Whereas the Pope railed against post-modernism, atheism and secularism, Williams said little or nothing, instead praising the need for social networks, more good works and for a sense of community while blasting multi-national corporations for their rapacious greed and more. In a culture wars spat over the wearing of a cross by a BA employee, Williams called the cross a "religious decoration", a "substitute for faith" mocking the need to wear it. The British Press said he simply helped secularists. Whose side is he on, they asked?

Homosexuals and secularists railed against the Pope out of their own fears revealing in truth their fear of monolithic Catholicism. They fear him because he adheres so strongly to traditional Christian teaching and champions principles they abhor.
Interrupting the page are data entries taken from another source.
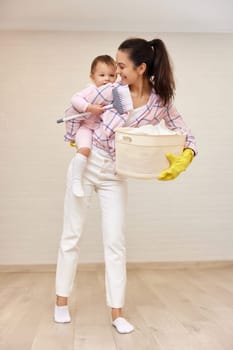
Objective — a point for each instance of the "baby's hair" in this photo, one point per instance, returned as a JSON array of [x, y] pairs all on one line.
[[103, 59]]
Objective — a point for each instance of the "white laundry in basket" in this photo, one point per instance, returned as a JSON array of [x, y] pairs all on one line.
[[141, 152]]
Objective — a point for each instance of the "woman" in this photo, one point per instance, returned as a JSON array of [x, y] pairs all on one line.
[[144, 66]]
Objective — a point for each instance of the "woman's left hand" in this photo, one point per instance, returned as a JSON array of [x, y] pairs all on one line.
[[177, 164]]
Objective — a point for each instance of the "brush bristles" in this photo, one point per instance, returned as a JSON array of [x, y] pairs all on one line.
[[122, 100]]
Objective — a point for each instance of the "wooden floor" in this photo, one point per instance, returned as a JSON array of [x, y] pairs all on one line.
[[176, 309]]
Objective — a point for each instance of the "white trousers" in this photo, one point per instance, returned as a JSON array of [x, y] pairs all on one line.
[[112, 191]]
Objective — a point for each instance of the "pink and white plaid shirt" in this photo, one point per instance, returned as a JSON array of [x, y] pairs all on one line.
[[104, 133]]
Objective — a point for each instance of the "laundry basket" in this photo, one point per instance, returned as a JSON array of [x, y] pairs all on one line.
[[144, 156]]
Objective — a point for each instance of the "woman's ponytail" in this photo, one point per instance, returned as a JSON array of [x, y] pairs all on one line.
[[154, 54], [161, 71]]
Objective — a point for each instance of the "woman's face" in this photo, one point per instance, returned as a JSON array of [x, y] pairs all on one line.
[[126, 69]]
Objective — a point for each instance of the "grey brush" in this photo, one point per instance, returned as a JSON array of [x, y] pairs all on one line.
[[122, 102]]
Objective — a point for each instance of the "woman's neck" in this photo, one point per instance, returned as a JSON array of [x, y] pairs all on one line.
[[140, 93]]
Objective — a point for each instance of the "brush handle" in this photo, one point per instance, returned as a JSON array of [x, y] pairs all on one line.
[[79, 115]]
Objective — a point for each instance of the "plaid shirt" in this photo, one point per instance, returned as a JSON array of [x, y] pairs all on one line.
[[152, 113]]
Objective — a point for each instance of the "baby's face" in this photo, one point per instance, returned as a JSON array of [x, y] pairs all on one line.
[[103, 74]]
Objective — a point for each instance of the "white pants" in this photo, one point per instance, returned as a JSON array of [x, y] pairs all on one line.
[[112, 191]]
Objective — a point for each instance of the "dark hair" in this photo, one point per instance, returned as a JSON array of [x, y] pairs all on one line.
[[159, 71], [104, 59]]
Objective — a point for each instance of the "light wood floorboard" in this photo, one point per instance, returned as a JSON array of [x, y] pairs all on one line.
[[172, 309]]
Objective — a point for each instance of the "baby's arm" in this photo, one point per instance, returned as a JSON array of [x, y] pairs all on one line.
[[92, 99]]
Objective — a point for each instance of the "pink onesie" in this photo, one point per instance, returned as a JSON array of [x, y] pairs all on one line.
[[83, 126]]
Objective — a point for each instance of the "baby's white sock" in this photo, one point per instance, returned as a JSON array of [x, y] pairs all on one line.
[[61, 314], [122, 325], [79, 165]]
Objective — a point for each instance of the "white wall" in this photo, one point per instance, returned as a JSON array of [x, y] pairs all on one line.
[[189, 219]]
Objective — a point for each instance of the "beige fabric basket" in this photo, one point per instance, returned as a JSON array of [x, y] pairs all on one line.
[[144, 156]]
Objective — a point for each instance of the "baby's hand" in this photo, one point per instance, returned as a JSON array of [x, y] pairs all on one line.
[[95, 109]]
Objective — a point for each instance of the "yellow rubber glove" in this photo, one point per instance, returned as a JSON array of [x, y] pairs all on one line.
[[177, 164]]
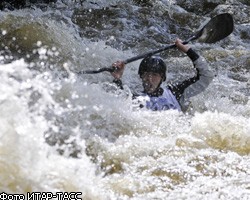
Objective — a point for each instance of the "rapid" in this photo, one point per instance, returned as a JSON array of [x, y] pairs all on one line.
[[63, 132]]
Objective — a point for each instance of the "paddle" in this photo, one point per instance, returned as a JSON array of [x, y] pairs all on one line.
[[216, 29]]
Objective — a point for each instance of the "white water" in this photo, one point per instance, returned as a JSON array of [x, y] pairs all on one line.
[[119, 153]]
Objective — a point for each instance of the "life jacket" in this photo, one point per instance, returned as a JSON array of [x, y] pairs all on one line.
[[165, 101]]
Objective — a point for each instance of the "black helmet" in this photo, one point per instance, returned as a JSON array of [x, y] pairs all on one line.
[[153, 64]]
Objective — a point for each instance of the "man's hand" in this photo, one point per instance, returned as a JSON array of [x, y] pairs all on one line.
[[180, 46], [119, 67]]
The same group did not vent their spite and vitriol on the Archbishop of Canterbury because Williams has been so cowed by the forces of secularism that he no longer poses any threat to their bleak vision, noted one British commentator.

T. E. Hulme famously said, "An institution is only finally overthrown when it has taken into itself the ideas of its opponents." This seems to me to be a good description of the response of the Church of England to the pernicious assaults of militant secularism. The Church has been thoroughly penetrated by the mindset of its enemies, said one British blogger.

What better time to preach the Good News than when there is a sense of defeatism in the face of the incoming tide of secularism as congregations dwindled and parish churches closed? Williams lost that moment. The question future historians will ask is: did he ever have it?

The Roman Catholic Church now faces something of a crisis. Will it elect a clone of Pope Benedict XVI or someone more moderate? The question for the Anglican Communion will be if Archbishop Welby is up to the job of breathing new evangelical life into a moribund Church, and maintaining the respect and support of the Global South while confronting Western pan Anglican liberals like Jefferts Schori and Fred Hiltz with their apostasies and heresies. Only time will tell.